3\. The population have equal variances, verified by the test below. There is insufficient evidence to reject the null that the population have equal variances. The variances are therefore equal.
```{r}
feeding_tidy |>
group_by(group) |>
summarize(var(diff_HAZ))
# test for equality of variances
var.test(diff_HAZ ~ group, data = feeding_tidy)
```
In non-parametric testing, there are less assumptions. For example, it only assumes that data from the population is continuous, with no assumption on the specific distribution form such as normal distribution.
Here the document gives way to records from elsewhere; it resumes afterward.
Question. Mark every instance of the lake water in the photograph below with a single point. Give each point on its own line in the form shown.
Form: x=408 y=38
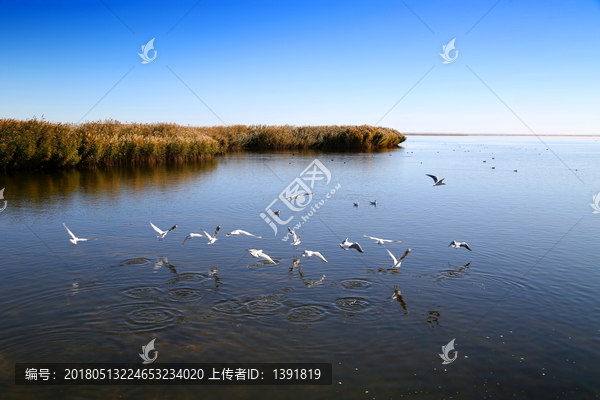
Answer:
x=523 y=306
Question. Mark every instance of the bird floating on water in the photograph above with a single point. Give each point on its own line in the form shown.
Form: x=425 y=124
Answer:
x=190 y=236
x=308 y=253
x=241 y=232
x=161 y=234
x=258 y=253
x=381 y=241
x=436 y=180
x=75 y=239
x=346 y=245
x=211 y=239
x=457 y=245
x=296 y=239
x=397 y=262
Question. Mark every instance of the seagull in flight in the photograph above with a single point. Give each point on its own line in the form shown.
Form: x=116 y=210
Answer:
x=398 y=261
x=211 y=239
x=346 y=245
x=161 y=234
x=381 y=241
x=457 y=245
x=308 y=253
x=258 y=253
x=191 y=235
x=297 y=195
x=241 y=232
x=436 y=180
x=296 y=238
x=75 y=238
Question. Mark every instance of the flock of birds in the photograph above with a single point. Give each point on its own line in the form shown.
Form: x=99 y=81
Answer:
x=345 y=245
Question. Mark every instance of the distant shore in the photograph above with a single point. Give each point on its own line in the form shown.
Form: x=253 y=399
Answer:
x=33 y=144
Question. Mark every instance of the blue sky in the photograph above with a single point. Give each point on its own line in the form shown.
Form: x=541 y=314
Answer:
x=307 y=63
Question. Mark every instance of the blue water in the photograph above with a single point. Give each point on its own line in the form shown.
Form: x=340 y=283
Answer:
x=522 y=306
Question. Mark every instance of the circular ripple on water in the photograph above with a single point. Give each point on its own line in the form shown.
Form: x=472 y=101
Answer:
x=229 y=307
x=148 y=319
x=306 y=314
x=142 y=292
x=185 y=294
x=265 y=305
x=355 y=284
x=352 y=304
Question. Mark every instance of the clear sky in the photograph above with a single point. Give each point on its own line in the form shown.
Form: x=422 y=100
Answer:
x=307 y=63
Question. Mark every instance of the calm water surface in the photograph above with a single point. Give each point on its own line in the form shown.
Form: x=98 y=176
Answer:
x=523 y=305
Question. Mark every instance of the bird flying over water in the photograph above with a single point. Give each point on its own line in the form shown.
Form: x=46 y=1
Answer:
x=241 y=232
x=296 y=238
x=308 y=253
x=398 y=262
x=381 y=241
x=346 y=245
x=457 y=245
x=258 y=253
x=211 y=239
x=161 y=234
x=75 y=239
x=436 y=180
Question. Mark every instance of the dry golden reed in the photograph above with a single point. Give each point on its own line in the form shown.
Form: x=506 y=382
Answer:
x=38 y=143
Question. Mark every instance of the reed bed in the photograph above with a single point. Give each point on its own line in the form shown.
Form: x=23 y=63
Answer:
x=41 y=144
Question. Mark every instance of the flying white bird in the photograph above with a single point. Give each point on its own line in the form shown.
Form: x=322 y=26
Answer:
x=457 y=245
x=346 y=245
x=398 y=262
x=296 y=239
x=297 y=195
x=161 y=234
x=436 y=180
x=381 y=241
x=190 y=236
x=75 y=238
x=308 y=253
x=258 y=253
x=241 y=232
x=211 y=239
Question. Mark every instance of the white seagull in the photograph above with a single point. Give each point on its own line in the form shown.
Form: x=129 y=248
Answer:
x=191 y=235
x=308 y=253
x=258 y=253
x=346 y=245
x=211 y=239
x=457 y=245
x=75 y=238
x=296 y=238
x=161 y=234
x=381 y=241
x=297 y=195
x=398 y=261
x=241 y=232
x=436 y=180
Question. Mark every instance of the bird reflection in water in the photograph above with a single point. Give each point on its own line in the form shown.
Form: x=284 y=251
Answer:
x=398 y=297
x=213 y=274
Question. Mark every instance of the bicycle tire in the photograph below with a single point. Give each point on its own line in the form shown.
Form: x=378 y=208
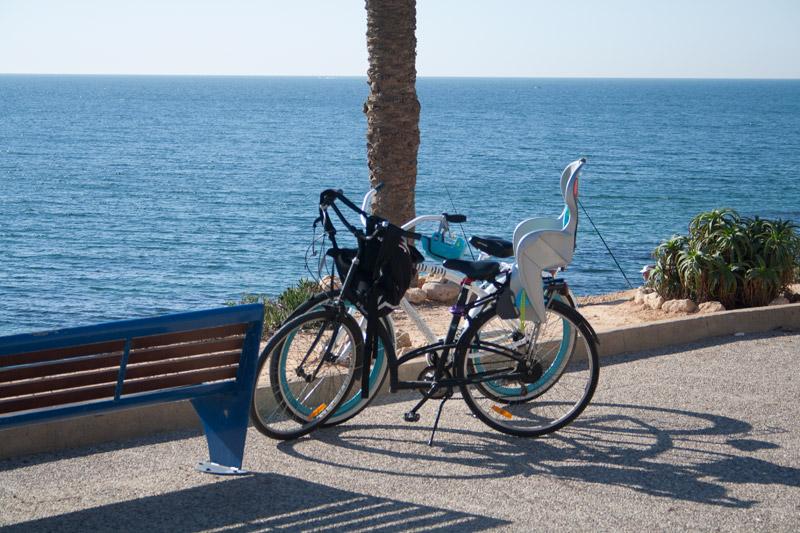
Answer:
x=354 y=403
x=532 y=396
x=550 y=325
x=318 y=381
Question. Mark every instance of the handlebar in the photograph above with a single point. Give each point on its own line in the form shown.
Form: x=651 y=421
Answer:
x=327 y=200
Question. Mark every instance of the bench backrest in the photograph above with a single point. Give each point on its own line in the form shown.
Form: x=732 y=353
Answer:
x=54 y=374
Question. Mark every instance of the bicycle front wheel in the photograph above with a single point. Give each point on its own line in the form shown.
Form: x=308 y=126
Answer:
x=531 y=380
x=305 y=372
x=379 y=364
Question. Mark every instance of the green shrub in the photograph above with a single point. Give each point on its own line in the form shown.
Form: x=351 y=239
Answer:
x=276 y=310
x=740 y=262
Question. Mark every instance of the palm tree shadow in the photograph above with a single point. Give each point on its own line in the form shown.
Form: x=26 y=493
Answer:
x=261 y=502
x=657 y=451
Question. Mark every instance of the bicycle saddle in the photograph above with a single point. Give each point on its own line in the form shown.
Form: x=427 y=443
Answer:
x=481 y=270
x=493 y=245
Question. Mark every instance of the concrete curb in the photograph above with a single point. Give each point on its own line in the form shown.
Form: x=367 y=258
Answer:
x=131 y=423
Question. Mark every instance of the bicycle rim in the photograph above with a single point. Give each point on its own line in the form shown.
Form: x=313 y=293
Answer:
x=354 y=403
x=305 y=372
x=527 y=388
x=553 y=340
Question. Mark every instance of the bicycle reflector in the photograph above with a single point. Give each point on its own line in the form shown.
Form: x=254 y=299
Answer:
x=500 y=411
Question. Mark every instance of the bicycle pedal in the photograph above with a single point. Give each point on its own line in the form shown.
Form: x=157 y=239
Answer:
x=411 y=417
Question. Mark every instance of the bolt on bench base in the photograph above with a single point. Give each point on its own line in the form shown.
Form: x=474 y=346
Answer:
x=210 y=467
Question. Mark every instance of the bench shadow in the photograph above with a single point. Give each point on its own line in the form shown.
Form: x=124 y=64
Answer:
x=627 y=447
x=261 y=502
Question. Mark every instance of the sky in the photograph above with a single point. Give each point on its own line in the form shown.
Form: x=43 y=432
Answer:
x=500 y=38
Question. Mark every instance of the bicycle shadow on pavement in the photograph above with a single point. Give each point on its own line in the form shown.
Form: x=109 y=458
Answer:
x=260 y=502
x=657 y=451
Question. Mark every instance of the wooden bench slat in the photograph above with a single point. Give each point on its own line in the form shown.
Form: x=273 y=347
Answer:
x=224 y=359
x=181 y=350
x=188 y=336
x=94 y=363
x=178 y=380
x=58 y=398
x=72 y=381
x=56 y=354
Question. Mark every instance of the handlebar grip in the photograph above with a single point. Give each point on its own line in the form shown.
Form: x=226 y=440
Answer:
x=455 y=219
x=327 y=197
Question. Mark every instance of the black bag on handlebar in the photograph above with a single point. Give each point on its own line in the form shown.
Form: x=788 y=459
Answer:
x=385 y=273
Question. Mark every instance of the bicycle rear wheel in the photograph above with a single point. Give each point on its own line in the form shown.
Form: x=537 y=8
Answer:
x=532 y=381
x=305 y=372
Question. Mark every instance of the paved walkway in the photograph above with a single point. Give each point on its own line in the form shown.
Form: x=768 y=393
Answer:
x=701 y=437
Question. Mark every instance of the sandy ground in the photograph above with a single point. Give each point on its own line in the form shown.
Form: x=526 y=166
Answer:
x=604 y=312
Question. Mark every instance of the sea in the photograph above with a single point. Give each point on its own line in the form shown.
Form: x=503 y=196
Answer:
x=130 y=196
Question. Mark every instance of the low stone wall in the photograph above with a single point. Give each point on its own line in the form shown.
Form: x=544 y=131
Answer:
x=121 y=425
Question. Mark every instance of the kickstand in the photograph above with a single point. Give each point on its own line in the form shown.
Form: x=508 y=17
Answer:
x=436 y=422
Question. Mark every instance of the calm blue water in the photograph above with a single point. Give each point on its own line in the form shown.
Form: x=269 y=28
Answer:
x=130 y=196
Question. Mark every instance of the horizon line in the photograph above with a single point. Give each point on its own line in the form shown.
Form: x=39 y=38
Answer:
x=364 y=76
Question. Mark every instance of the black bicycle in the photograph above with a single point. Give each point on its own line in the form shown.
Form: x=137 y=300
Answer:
x=522 y=378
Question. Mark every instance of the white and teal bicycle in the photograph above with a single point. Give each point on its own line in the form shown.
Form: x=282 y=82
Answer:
x=552 y=333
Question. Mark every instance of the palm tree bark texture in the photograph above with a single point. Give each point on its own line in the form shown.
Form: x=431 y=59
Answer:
x=392 y=107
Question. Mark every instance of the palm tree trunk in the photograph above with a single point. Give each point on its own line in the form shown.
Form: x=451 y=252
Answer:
x=392 y=107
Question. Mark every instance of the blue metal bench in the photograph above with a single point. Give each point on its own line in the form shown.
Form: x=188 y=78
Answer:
x=208 y=357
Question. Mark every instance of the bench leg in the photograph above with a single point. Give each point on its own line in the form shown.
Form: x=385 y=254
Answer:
x=225 y=418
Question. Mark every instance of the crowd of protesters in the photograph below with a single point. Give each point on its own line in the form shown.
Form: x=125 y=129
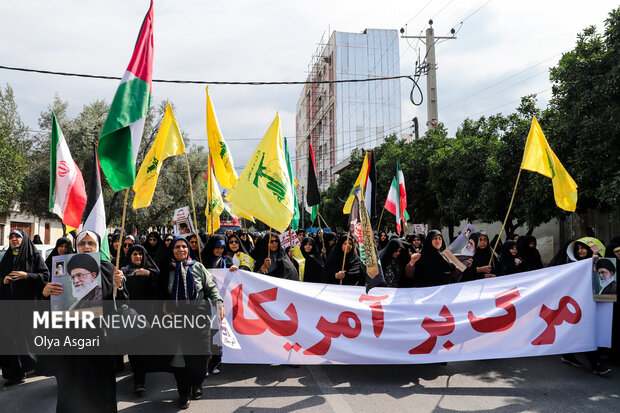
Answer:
x=155 y=266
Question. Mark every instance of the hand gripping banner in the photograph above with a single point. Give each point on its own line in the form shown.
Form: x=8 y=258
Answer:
x=549 y=311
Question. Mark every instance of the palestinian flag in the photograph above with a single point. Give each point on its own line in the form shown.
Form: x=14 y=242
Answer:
x=95 y=210
x=67 y=194
x=122 y=131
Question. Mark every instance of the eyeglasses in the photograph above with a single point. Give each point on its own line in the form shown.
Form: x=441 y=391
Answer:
x=79 y=275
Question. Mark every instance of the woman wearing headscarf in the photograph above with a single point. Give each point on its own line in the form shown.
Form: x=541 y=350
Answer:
x=22 y=276
x=141 y=274
x=213 y=255
x=153 y=243
x=329 y=240
x=185 y=279
x=383 y=240
x=432 y=268
x=417 y=241
x=354 y=272
x=510 y=260
x=115 y=245
x=88 y=383
x=479 y=267
x=128 y=242
x=313 y=271
x=236 y=248
x=63 y=246
x=272 y=260
x=528 y=251
x=576 y=251
x=613 y=251
x=394 y=260
x=194 y=244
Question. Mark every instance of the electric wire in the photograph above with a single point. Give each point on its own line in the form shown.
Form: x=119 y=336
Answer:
x=208 y=82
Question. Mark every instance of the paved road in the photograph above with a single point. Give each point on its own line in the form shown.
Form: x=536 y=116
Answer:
x=540 y=384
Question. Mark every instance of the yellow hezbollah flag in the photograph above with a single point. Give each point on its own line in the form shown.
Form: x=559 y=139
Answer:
x=360 y=181
x=215 y=205
x=222 y=161
x=168 y=142
x=263 y=190
x=538 y=157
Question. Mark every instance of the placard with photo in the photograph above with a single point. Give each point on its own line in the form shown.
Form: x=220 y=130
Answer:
x=80 y=276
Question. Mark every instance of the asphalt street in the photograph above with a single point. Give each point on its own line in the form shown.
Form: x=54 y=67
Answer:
x=536 y=384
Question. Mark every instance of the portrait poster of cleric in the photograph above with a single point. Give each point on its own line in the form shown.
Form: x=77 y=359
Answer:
x=604 y=280
x=182 y=222
x=80 y=275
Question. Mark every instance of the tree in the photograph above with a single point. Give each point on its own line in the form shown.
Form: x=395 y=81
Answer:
x=14 y=142
x=584 y=113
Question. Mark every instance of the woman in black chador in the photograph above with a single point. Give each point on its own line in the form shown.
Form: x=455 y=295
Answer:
x=22 y=276
x=433 y=268
x=314 y=262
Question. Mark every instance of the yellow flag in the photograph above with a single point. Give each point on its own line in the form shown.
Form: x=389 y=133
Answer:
x=222 y=161
x=538 y=157
x=168 y=142
x=360 y=181
x=215 y=205
x=263 y=190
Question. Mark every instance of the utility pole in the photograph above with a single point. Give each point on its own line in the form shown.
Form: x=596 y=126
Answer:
x=430 y=67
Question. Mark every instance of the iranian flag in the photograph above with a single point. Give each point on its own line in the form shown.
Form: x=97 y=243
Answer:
x=67 y=194
x=95 y=211
x=396 y=202
x=122 y=132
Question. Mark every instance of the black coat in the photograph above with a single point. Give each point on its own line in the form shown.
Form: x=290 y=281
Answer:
x=313 y=271
x=432 y=268
x=29 y=260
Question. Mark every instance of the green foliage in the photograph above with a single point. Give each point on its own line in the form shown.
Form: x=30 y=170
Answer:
x=584 y=113
x=14 y=140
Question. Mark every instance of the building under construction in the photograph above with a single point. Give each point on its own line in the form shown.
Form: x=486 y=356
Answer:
x=340 y=117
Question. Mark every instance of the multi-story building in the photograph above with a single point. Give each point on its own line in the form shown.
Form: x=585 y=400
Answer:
x=340 y=117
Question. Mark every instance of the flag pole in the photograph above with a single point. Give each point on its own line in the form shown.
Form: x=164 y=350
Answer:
x=505 y=219
x=268 y=243
x=380 y=218
x=344 y=257
x=209 y=196
x=321 y=216
x=191 y=193
x=120 y=246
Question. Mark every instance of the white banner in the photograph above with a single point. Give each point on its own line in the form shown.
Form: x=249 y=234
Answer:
x=275 y=321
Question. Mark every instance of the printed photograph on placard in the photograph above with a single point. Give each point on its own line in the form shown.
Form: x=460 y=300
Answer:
x=463 y=245
x=604 y=280
x=80 y=276
x=182 y=222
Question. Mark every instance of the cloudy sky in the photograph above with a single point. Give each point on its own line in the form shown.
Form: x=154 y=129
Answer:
x=502 y=52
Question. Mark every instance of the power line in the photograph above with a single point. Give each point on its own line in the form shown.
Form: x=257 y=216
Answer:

### 6.2 Null and Alternative Hypothesis
$H_0:\mu_{control}=\mu_{treatment}$
$H_a:\mu_{control}\neq\mu_{treatment}$
If *p* value is less than 0.5, we will reject the null and conclude that there is a significant difference in the population mean HAZ change between control and treatment group.
### 6.3 Permutation Test
```{r}
library(infer)
feeding_tidy$group<-as.factor(feeding_tidy$group)
point_estimate <- feeding_tidy|>
specify(diff_HAZ ~ group)|>
calculate(stat = "diff in means", order = c("0", "1"))
perm_dist<- feeding_tidy |>
specify(response = diff_HAZ, explanatory = group) |>
hypothesize(null = "independence") |>
generate(reps = 10000, type = "permute") |>
calculate(stat = "diff in means", order = c("0", "1"))
perm_dist |>
visualize()+
labs(title="Permutations of Differences",
subtitle="Generated Under Null Hypothesis of No Difference in Means")+
shade_p_value(obs_stat = point_estimate, direction = "two-sided")
perm_dist |>
get_p_value(obs_stat = point_estimate, direction = "two-sided")
```
### 6.4 Interpretation
The 2-Sample Difference of Means test shows that *p* value is greater than 0.05. There is insufficient evidence to reject the null hypothesis at 5% significance level. We conclude that the mean change in height-for-age Z score in the treatment group is not statistically from that in the control control. The non-parametric testing reaches the same conclusion as the paper--the complementary feeding education program does not improve stunted children' height-for-age Z score.